Subir le fléau des sargasses
« On s'habitue à l'odeur » assure Thierry Lebrun, médecin anesthésiste. Il énumère ses symptômes : « Maux de gorge, yeux qui piquent, maux de tête fréquents, indigestion ». « On a l'impression d'avoir le nez bouché. La puanteur s'infiltre même dans les vêtements », rapporte Jocelyne. Si les sargasses sont connues depuis le XVème siècle et ont donné leur nom à la mer des Sargasses dans l'océan Atlantique, celles qui s’échouent en masse sur les côtes caribéennes depuis 2011 proviennent du Brésil et du golfe de Guinée. Résultant très probablement de l’augmentation des nutriments (azote, nitrate…) dans les eaux de ruissellement provenant de l'agriculture intensive en Amazonie, les sargasses forment des tapis flottants qui mesurent parfois des centaines de kilomètres de long. Inoffensives, voire bénéfiques pour l’environnement, tant qu’elles flottent à la surface des océans, elles deviennent mortelles une fois échouées dans les baies et les mangroves. Coraux et poissons étouffent. En pourrissant, les algues brunes libèrent des gaz toxiques tels que l'ammoniac (NH3) et le sulfure d'hydrogène (H2S).
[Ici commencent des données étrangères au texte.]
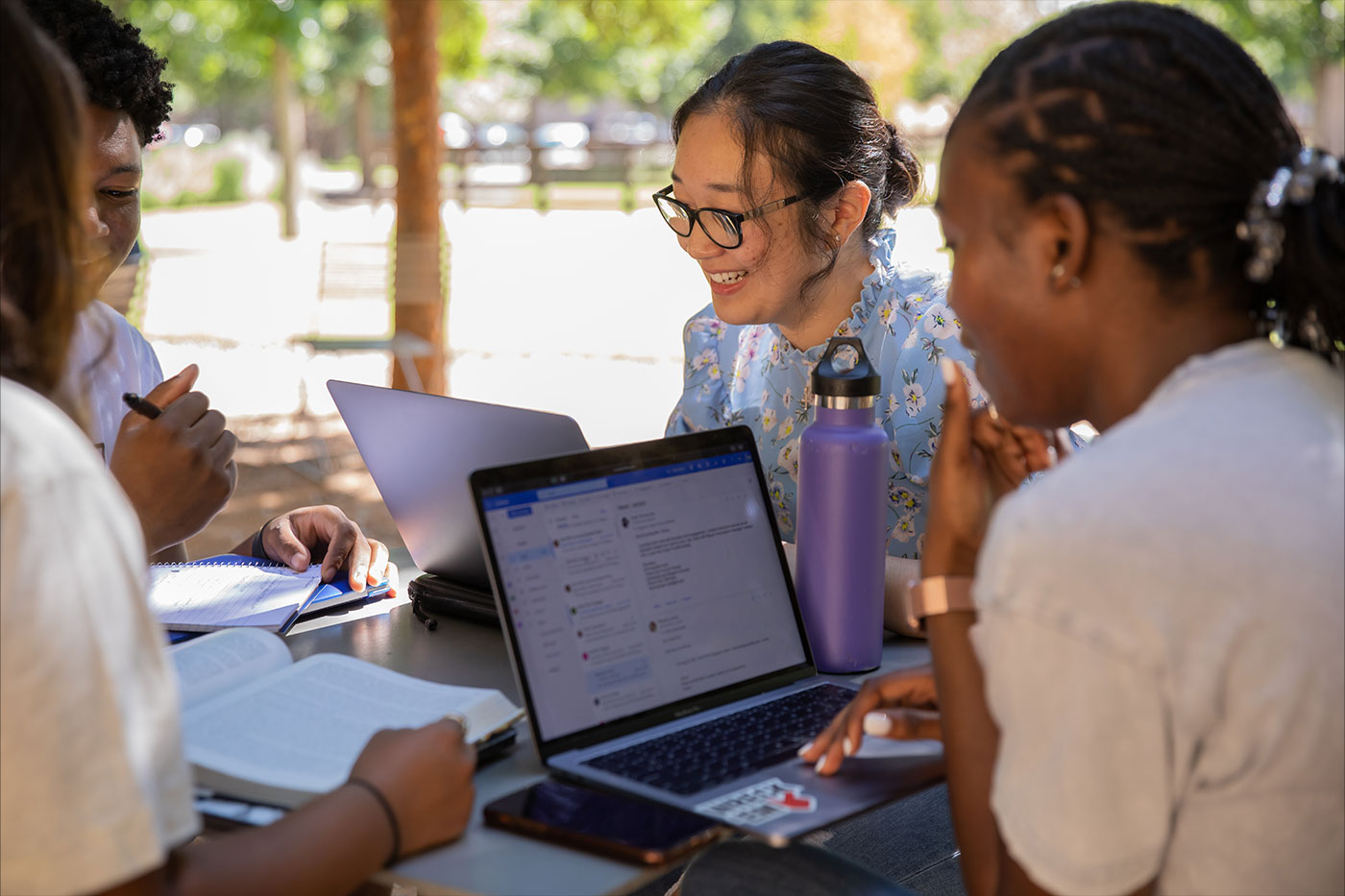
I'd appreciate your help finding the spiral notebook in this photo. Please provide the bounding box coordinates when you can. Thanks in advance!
[149,554,389,634]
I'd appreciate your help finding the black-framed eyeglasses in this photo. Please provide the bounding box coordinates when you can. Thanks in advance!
[653,184,804,249]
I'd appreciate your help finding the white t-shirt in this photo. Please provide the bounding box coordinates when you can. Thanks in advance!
[972,340,1345,896]
[64,302,164,463]
[0,379,199,893]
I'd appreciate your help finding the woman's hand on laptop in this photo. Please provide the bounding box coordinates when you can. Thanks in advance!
[799,666,942,775]
[234,504,398,596]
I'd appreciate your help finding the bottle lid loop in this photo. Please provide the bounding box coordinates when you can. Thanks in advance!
[813,336,882,399]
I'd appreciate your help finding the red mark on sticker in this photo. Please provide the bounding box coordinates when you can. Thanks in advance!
[770,791,818,812]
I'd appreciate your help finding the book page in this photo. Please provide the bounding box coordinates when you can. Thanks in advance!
[183,654,522,796]
[168,628,293,706]
[149,561,322,631]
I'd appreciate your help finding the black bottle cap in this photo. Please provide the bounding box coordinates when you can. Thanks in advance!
[813,336,882,399]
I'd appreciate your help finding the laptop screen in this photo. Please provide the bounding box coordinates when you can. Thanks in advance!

Ces échouages constituent donc non seulement un fléau environnemental mais également un problème sanitaire et économique majeur pour les riverains. En avril 2022, pour le magazine allemand Kulturaustausch, je suis allée à la rencontre de quelques-uns des habitants de la commune du Robert, sur la côte atlantique martiniquaise, régulièrement envahie par des tonnes de sargasses.
Enduring the scourge of sargassum
“You get used to the smell” says anesthesiologist Thierry Lebrun. He lists his symptoms: "Sore throat, itchy eyes, frequent headaches, indigestion". "You feel as if your nose is blocked. The stench even gets into your clothes," reports Jocelyne. While sargassum has been known since the 15th century, giving its name to the Sargasso Sea in the Atlantic Ocean, the sargassum that has been washing up en masse on the Caribbean coast since 2011 originates from Brazil and the Gulf of Guinea. Most likely the result of increased nutrients (nitrogen, nitrate...) in run-off water from intensive agriculture in the Amazon, Sargassum forms floating mats sometimes hundreds of kilometers long. Harmless, even beneficial to the environment, as long as it floats on the surface of the oceans, it becomes lethal once stranded in bays and mangroves. Corals and fish suffocate. As they rot, brown algae release toxic gases such as ammonia (NH3) and hydrogen sulfide (H2S). These strandings are not only an environmental scourge, but also a major health and economic problem for local residents. In April 2022, for the German magazine Kulturaustausch, I went to meet some of the inhabitants of the commune of Le Robert, on the Atlantic coast of Martinique, regularly invaded by tonnes of sargassum.